Sistem perpajakan tersebut sangat memberatkan para pengusaha, termasuk Yoe Kim Lay. Ia dikenakan pajak yang jumlahnya puluhan ribu gulden. Yoe Kim Lay pernah mengajukan keberatan, tetapi usahanya sia-sia. Pemerintah kolonial malahan mengancam akan menyita harta kekayaan Yoe Kim Lay apabila tidak membayar pajak.
Akhirnya Yoe Kim Lay terpaksa menjual aset-asetnya berupa gedung-gedung, rumah toko, dan hotel. Langkah Yoe Kim Lay menjual aset-asetnya sempat diberitakan oleh surat kabar Sumatra Post sehingga membuat masyarakat Tionghoa Tarutung gempar.
Pada tahun 1931, Asisten Residen Afdeling Bataklanden JM Ruychaver pernah menyampaikan permintaan maafnya kepada Yoe Kim Lay atas kejadian yang menimpa dirinya. Pemerintah pun hendak merehabilitasi nama baik dan usaha Yoe Kim Lay. Namun, Yoe Kim Lay menolak karena merasa dipermalukan.
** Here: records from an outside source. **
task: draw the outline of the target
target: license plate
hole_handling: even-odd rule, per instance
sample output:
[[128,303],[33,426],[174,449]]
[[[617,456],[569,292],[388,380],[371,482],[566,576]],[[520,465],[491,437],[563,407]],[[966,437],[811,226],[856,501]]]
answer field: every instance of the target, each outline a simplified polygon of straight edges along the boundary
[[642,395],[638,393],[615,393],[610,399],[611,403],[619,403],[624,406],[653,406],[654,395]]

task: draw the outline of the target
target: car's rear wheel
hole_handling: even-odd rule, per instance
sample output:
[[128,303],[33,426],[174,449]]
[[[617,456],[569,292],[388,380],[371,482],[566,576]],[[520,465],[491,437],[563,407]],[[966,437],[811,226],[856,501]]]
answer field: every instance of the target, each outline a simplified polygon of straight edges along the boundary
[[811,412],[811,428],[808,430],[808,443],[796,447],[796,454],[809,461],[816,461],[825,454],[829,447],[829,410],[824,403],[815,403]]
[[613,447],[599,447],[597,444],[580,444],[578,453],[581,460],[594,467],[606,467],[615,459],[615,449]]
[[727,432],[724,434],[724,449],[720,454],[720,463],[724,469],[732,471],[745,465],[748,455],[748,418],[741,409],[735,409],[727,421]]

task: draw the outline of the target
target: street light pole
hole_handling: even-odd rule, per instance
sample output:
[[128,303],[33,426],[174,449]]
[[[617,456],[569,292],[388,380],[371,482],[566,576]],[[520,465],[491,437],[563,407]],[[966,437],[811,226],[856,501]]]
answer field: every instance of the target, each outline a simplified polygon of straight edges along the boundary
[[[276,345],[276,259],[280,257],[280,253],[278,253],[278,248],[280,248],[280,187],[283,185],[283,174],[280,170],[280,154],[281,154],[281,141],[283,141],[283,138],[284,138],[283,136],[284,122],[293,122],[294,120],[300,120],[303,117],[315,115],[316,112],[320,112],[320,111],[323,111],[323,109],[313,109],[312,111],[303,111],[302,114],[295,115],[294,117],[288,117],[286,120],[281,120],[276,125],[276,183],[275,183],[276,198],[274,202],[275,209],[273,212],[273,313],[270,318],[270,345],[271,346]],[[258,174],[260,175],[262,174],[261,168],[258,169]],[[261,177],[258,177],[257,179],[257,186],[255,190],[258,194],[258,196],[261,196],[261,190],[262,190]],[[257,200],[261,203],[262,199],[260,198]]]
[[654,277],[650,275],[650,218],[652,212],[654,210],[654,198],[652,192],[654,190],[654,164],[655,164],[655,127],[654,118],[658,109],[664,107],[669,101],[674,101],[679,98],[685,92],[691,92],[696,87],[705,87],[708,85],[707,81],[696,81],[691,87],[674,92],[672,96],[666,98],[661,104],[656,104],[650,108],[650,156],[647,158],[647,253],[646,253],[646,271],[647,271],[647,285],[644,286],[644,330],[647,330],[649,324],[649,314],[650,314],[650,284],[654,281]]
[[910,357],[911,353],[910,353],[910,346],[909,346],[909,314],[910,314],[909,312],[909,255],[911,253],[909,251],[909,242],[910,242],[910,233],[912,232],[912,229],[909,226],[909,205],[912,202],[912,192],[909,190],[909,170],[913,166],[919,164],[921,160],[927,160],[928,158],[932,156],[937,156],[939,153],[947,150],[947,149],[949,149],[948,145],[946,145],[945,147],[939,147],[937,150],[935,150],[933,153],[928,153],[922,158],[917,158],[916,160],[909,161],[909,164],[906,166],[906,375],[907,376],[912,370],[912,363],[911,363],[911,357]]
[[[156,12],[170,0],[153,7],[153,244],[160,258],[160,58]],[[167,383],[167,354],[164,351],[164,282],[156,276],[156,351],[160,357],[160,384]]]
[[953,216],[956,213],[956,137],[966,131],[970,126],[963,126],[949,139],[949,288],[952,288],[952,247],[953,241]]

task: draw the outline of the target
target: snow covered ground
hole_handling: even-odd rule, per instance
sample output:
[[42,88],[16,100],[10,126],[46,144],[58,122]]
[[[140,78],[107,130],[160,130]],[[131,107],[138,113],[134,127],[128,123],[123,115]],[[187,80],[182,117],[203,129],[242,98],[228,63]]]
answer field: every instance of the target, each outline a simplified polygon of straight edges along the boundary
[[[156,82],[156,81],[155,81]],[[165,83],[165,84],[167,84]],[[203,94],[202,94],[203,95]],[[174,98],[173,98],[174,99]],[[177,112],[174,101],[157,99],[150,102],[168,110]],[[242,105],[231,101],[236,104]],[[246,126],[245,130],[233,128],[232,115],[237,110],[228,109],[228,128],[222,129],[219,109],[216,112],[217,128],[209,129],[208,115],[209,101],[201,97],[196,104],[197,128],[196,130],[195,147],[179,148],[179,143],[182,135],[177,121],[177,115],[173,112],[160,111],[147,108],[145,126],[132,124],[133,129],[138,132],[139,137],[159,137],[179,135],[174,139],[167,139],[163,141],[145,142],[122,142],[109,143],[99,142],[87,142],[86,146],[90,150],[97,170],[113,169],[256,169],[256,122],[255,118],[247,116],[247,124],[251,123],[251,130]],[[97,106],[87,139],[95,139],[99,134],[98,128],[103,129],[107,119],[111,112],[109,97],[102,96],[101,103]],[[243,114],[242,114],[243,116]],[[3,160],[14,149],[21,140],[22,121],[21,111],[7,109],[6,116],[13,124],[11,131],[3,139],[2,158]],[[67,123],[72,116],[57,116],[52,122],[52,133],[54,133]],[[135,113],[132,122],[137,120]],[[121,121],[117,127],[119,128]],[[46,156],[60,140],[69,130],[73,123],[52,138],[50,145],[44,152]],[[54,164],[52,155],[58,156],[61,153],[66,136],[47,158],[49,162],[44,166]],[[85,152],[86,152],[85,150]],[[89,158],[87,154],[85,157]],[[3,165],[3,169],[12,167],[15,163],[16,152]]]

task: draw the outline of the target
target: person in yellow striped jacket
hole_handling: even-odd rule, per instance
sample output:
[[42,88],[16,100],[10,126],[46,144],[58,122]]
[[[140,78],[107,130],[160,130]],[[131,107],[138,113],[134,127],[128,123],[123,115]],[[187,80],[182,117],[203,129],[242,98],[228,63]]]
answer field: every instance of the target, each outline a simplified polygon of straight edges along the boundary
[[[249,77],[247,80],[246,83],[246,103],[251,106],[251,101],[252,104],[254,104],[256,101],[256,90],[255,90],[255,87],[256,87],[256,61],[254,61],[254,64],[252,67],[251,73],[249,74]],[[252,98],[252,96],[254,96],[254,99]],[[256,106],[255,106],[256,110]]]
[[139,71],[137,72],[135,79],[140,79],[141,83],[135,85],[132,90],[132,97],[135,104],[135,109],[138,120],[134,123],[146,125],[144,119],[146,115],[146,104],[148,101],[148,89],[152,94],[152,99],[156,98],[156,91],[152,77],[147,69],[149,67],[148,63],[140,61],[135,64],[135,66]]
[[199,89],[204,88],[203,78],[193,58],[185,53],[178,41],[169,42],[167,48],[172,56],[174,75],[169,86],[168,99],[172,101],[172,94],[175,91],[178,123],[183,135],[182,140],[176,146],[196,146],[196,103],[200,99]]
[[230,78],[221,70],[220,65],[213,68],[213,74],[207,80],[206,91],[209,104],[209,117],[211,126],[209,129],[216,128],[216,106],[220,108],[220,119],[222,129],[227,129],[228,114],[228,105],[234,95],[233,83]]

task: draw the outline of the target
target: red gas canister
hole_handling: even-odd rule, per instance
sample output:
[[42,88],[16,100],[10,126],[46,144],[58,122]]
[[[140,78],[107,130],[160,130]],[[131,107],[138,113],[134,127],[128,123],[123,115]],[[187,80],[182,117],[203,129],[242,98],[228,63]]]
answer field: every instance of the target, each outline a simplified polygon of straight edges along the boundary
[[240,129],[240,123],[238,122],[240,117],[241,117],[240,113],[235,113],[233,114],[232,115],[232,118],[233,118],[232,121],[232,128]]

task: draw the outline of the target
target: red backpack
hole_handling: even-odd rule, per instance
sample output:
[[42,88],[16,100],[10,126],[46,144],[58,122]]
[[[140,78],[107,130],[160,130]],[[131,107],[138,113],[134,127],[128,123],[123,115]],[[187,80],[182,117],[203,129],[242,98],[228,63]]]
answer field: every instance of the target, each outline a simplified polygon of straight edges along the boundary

Akibatnya, pada 1932 Yoe Kim Lay harus kehilangan jabatannya sebagai Wijkmeester Tarutung. Dia bersama keluarganya kemudian meninggalkan Tarutung menuju Parsingkaman. Di sana Yoe Kim Lay kembali menata kehidupannya dari nol. (LITBANG KOMPAS/DNG)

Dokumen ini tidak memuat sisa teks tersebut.